Un hombre, una mujer, un corazón roto: ahí se resume todo. El blues se insuflará en uno desde ese momento. Es algo importante y cada uno lo canalizará de manera diferente, incluso algunos intentarán ignorarlo, olvidarlo, enterrarlo. Pero ¿cómo será posible hacerlo cuando recuerdas cómo amabas a esa mujer de 12, 15, 18, 25, 35 o más? Es igual. Y te asestó la famosa y temida frase de “Mejor vamos a ser amigos” o “Conocí a alguien más”.

En fin, el fondo es el mismo: ella se irá, te dejará o nunca la tendrás, así es la cosa. Y tú que te desvivías pensando en ella, siendo lo mejor posible para ella, queriéndola con todo lo que eres, y de repente ¡zaz!, quedas fuera de su vida con un chasquido de dedos. ¿Por qué? ¿Quién te puede explicar lo que sientes en ese instante y los días siguientes? (a veces hasta los años siguientes).

Sólo el blues. A mí me lo hizo comprender el primer ejemplo que escuché con Hound Dog Taylor. Ese tipo con seis dedos y amo y señor de la slide lo puso en itálicas: “Las mujeres son la clave de los problemas de los hombres. Y lo son para todos, no sólo para los cantantes. Si no fuera por ellas no existiría el blues”.

Al oír “She’s Gone” el panorama se puso claro. La nitidez de la existencia que había quedado empañada mostró la realidad. “¡Vaya muerte, hombre, vaya muerte!” Porque supongo que sabes que has muerto, ¿no? Nada de un poquito sino todo tú. Y a partir de ahora debes volver a reconstruirte. Te dolerá.
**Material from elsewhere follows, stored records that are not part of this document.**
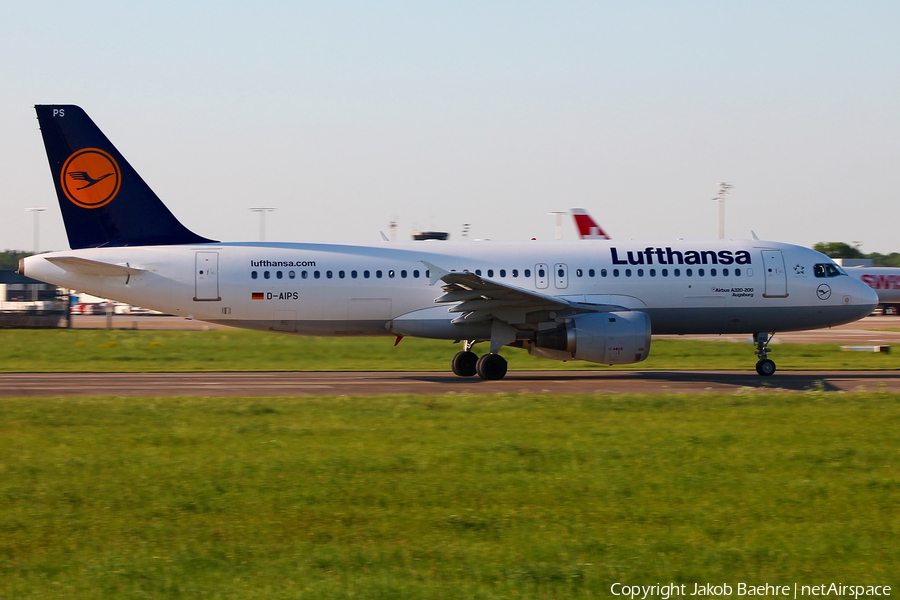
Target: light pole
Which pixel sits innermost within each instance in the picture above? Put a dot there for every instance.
(720, 198)
(262, 221)
(559, 215)
(37, 212)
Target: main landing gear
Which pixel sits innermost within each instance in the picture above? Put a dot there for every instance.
(765, 366)
(491, 366)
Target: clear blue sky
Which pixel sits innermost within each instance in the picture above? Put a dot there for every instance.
(346, 115)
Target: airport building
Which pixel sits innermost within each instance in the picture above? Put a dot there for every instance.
(26, 302)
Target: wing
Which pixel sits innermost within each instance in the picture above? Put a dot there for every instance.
(479, 299)
(85, 266)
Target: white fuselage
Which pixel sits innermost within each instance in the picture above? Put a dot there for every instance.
(721, 286)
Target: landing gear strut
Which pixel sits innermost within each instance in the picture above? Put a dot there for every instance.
(463, 364)
(491, 366)
(765, 366)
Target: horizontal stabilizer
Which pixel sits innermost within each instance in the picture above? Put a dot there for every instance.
(84, 266)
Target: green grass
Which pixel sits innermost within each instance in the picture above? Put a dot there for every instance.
(444, 497)
(124, 350)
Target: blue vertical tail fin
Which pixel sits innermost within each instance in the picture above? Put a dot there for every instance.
(104, 201)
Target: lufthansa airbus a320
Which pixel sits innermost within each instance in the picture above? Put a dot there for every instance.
(596, 300)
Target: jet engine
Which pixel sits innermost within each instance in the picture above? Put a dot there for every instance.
(613, 338)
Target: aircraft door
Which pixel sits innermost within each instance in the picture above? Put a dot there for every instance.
(776, 276)
(541, 276)
(561, 276)
(206, 276)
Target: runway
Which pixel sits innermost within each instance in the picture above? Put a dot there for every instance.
(370, 384)
(871, 330)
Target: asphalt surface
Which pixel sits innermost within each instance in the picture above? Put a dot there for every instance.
(866, 332)
(369, 384)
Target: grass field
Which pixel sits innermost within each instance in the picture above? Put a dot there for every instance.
(124, 350)
(514, 496)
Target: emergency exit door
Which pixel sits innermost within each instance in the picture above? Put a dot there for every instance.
(206, 276)
(776, 276)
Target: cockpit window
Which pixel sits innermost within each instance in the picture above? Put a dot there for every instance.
(828, 270)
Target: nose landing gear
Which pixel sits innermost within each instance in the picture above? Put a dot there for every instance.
(764, 366)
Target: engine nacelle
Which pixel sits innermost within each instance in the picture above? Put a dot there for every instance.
(614, 338)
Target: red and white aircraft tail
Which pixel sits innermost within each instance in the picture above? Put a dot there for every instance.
(587, 227)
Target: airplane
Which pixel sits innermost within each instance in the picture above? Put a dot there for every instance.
(884, 280)
(587, 226)
(595, 300)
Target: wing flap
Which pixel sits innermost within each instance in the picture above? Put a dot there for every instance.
(84, 266)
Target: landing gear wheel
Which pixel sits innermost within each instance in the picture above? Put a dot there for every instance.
(765, 367)
(463, 364)
(491, 367)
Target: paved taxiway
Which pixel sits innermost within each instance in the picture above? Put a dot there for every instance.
(368, 384)
(866, 331)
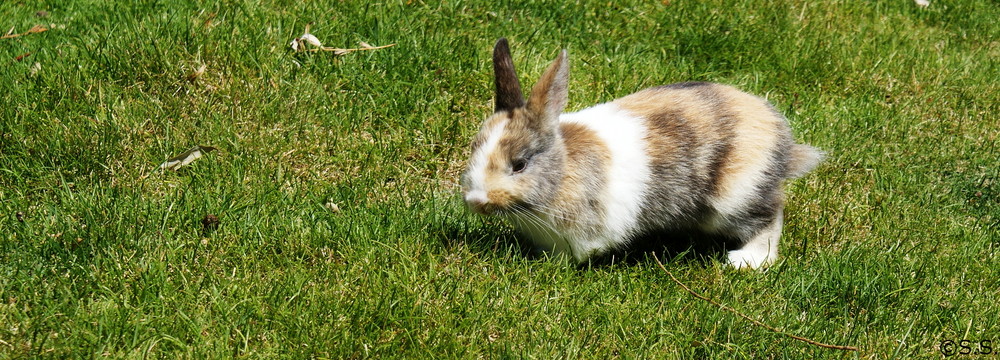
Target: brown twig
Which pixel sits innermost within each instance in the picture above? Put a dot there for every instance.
(34, 29)
(748, 318)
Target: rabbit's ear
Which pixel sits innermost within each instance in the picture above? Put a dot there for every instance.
(508, 96)
(548, 96)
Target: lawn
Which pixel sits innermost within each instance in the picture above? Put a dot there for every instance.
(340, 230)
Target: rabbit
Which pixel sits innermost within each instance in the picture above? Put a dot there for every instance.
(693, 156)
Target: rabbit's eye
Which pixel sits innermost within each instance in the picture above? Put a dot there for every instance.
(518, 165)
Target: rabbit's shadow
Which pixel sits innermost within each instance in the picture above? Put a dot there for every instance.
(496, 240)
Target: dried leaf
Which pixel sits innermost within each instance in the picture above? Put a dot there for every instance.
(197, 73)
(332, 206)
(186, 157)
(311, 39)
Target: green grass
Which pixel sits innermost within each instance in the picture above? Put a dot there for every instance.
(892, 245)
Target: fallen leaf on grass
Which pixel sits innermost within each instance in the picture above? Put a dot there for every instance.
(186, 157)
(192, 77)
(332, 206)
(299, 44)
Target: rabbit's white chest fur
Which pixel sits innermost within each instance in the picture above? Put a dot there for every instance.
(627, 176)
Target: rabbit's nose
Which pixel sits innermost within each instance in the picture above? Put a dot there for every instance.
(477, 200)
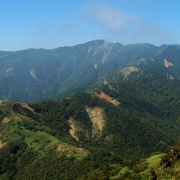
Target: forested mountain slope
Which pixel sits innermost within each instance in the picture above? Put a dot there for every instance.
(37, 74)
(94, 133)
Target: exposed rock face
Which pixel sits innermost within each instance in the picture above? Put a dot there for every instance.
(128, 70)
(107, 98)
(76, 128)
(97, 118)
(167, 63)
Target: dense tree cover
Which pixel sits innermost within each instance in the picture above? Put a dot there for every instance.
(145, 121)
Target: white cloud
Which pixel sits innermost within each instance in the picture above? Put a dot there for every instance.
(121, 25)
(109, 17)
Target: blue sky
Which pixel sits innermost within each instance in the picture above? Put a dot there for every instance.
(55, 23)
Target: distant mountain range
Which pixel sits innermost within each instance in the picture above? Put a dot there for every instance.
(36, 74)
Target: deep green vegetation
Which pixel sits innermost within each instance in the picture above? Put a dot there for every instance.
(86, 136)
(37, 74)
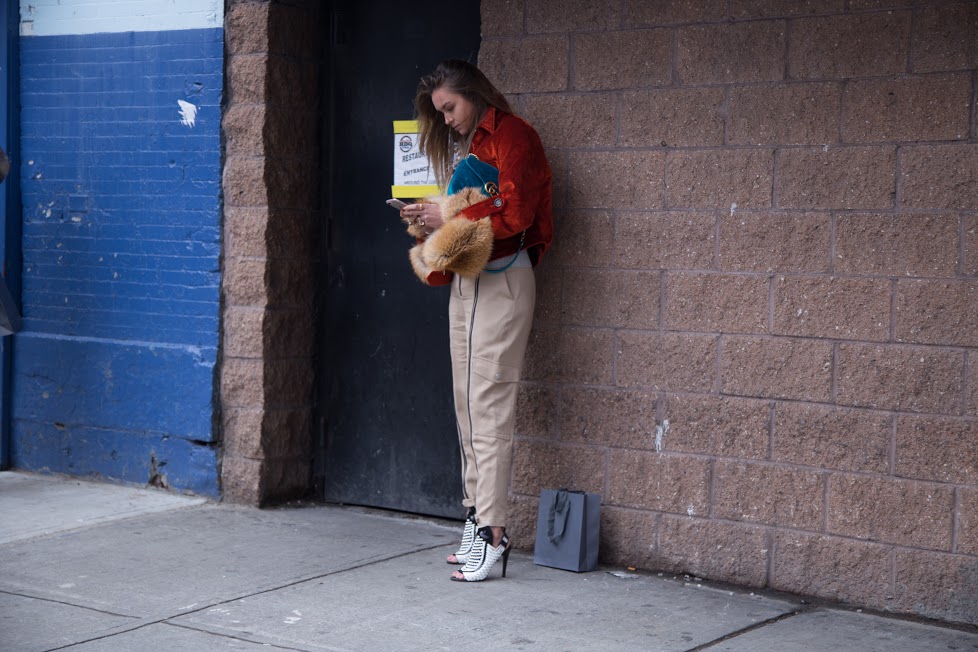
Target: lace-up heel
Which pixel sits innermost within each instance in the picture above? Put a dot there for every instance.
(468, 538)
(483, 557)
Siempre que la muerte vuelve a la vida duele.

No obstante, eso es bueno a la larga. Porque cuanto más duele más mejora. El mundo entero sabe que nada se cura sin dolor. El dolor por la vida estará ahí siempre, el sufrimiento por ello será opcional.

Hoy eres un cadáver tirado en cualquier parte, con la boca abierta y en tu interior ya habita uno de esos sonidos que rajan la garganta. La tristeza se halla en el centro de tu cuerpo, en el desolado centro donde moraba un yo que ya no es el tuyo. Pero consuélate: uno no sabe lo que es el amor, el amor de verdad, la real neta, hasta que conoce el significado del blues.

Aquí es donde te vuelves hombre de verdad, cuando comienzas a sentir lo que significa incorporar al sutil juego personal el factor de inseguridad de un yo ajeno: “Well, I know you don’t love me, and I don’t know the reason why…” (Sé que no me amas y no conozco la razón).

“It’s All Right, It’s All Right”, sentencia Taylor y al sentir el rasgueo de su guitarra te das cuenta de que cuando amas a una mujer eso hace que broten canciones, aunque no sean tuyas ni sepas cantar. Y están en lo más hondo de ti. Luego ella se irá por cualquier motivo y se llevará consigo algo tuyo, que ni siquiera sabías que tuvieras.

Algo que ni tus padres, ni tus amigos cercanos conocían. Pero al llevárselo te dejará extrañándolo, echándolo de menos. Y ese algo será mejor que cualquier cosa que hayas tenido nunca hasta entonces.

Eso me lo explicó el blues, eso me legó Hound Dog Taylor con “She’s Gone”. ¡Salud!